The EU of 27 that emerges from Brexit will not simply be the EU28 minus the UK. It will be a changed entity with a new balance of power and an altered dynamic. Having lost its closest ally on issues such as tax, trade and financial services, Dublin will have to forge new alliances across the Continent. Then taoiseach Enda Kenny made a tentative move in that direction in April, when he met his Dutch and Danish counterparts in the Hague, though the ostensible focus of that meeting was the adverse impact of Brexit on small countries with close trading ties to Britain.
The Government takes every opportunity to align itself with the EU27 but shows little inclination to take the practical steps the post-Brexit realignment will require
But in recent months a gap appears to have opened up between the rhetoric and the reality of Ireland’s position. On one hand, the Government takes every opportunity to align itself with EU27 positions on Brexit and to stress the State’s long-term commitment to EU membership. On the other, it shows little inclination to take the practical steps that the post-Brexit realignment will require. As recent integrationist speeches by French president Emmanuel Macron and European Commission president Jean-Claude Juncker have shown, continental leaders have begun a serious debate about the direction of the European project.
So far Ireland has yet to engage with this debate, let alone come up with ideas of its own. The Government’s reluctance to countenance attempts to harmonise corporate tax regimes is understandable, but a posture of defensive indignation over one issue does not amount to a substantive position.
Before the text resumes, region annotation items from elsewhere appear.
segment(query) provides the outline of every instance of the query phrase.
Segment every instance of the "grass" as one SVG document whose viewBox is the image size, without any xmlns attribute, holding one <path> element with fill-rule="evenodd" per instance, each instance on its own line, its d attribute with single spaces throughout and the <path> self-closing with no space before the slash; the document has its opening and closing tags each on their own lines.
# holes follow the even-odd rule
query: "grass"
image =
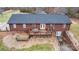
<svg viewBox="0 0 79 59">
<path fill-rule="evenodd" d="M 4 46 L 2 40 L 0 40 L 0 51 L 9 51 L 9 49 Z"/>
<path fill-rule="evenodd" d="M 74 33 L 74 36 L 79 40 L 79 24 L 72 24 L 70 31 Z"/>
<path fill-rule="evenodd" d="M 18 49 L 18 51 L 54 51 L 52 44 L 33 45 L 30 48 Z"/>
</svg>

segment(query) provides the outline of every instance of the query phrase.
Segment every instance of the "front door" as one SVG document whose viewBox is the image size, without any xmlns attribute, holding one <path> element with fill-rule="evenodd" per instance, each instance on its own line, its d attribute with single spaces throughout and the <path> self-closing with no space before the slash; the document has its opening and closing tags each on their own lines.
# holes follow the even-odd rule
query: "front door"
<svg viewBox="0 0 79 59">
<path fill-rule="evenodd" d="M 40 24 L 40 29 L 45 29 L 46 28 L 46 24 Z"/>
</svg>

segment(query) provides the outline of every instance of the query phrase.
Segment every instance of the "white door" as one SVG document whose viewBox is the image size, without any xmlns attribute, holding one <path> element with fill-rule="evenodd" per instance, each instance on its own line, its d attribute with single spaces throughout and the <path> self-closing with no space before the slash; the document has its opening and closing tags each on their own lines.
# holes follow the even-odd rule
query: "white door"
<svg viewBox="0 0 79 59">
<path fill-rule="evenodd" d="M 46 24 L 40 24 L 40 29 L 45 29 L 46 28 Z"/>
</svg>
If the Government wants to wield influence at a negotiating table where it can no longer count on the comfort blanket of British diplomatic heft, it will have to start staking out its own territory.
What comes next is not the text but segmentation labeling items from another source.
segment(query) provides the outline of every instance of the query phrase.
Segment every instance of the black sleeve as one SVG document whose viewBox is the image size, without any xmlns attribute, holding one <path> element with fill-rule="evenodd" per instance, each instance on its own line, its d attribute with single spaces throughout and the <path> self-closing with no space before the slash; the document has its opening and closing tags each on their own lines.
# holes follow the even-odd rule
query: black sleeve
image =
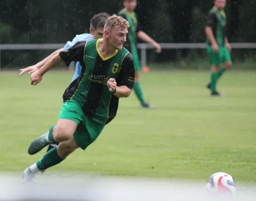
<svg viewBox="0 0 256 201">
<path fill-rule="evenodd" d="M 117 86 L 125 85 L 132 89 L 134 84 L 134 65 L 133 58 L 129 53 L 124 58 L 121 66 L 120 71 L 117 79 Z"/>
<path fill-rule="evenodd" d="M 207 16 L 207 22 L 206 23 L 207 27 L 212 27 L 216 22 L 216 14 L 214 12 L 210 12 Z"/>
<path fill-rule="evenodd" d="M 59 53 L 60 58 L 67 66 L 72 61 L 79 61 L 81 64 L 84 64 L 83 53 L 86 44 L 86 41 L 79 42 L 67 50 Z"/>
</svg>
Even on the symbolism, the Government’s approach begs questions. Since coming to office in June, Taoiseach Leo Varadkar has held two bilateral meetings with prime minister Theresa May in London and has twice met his Canadian counterpart Justin Trudeau. But he has yet to visit Paris or Berlin, the two capitals where the terms and the tempo of the coming debate will be determined. Minister for Foreign Affairs Simon Coveney has travelled more widely, but overall the level of direct engagement with continental leaders looks inadequate. It also conveys a message: that of a Government still so oriented towards the English-speaking world that it has yet to make the imaginative and strategic leap required to position Ireland for the new post-Brexit landscape.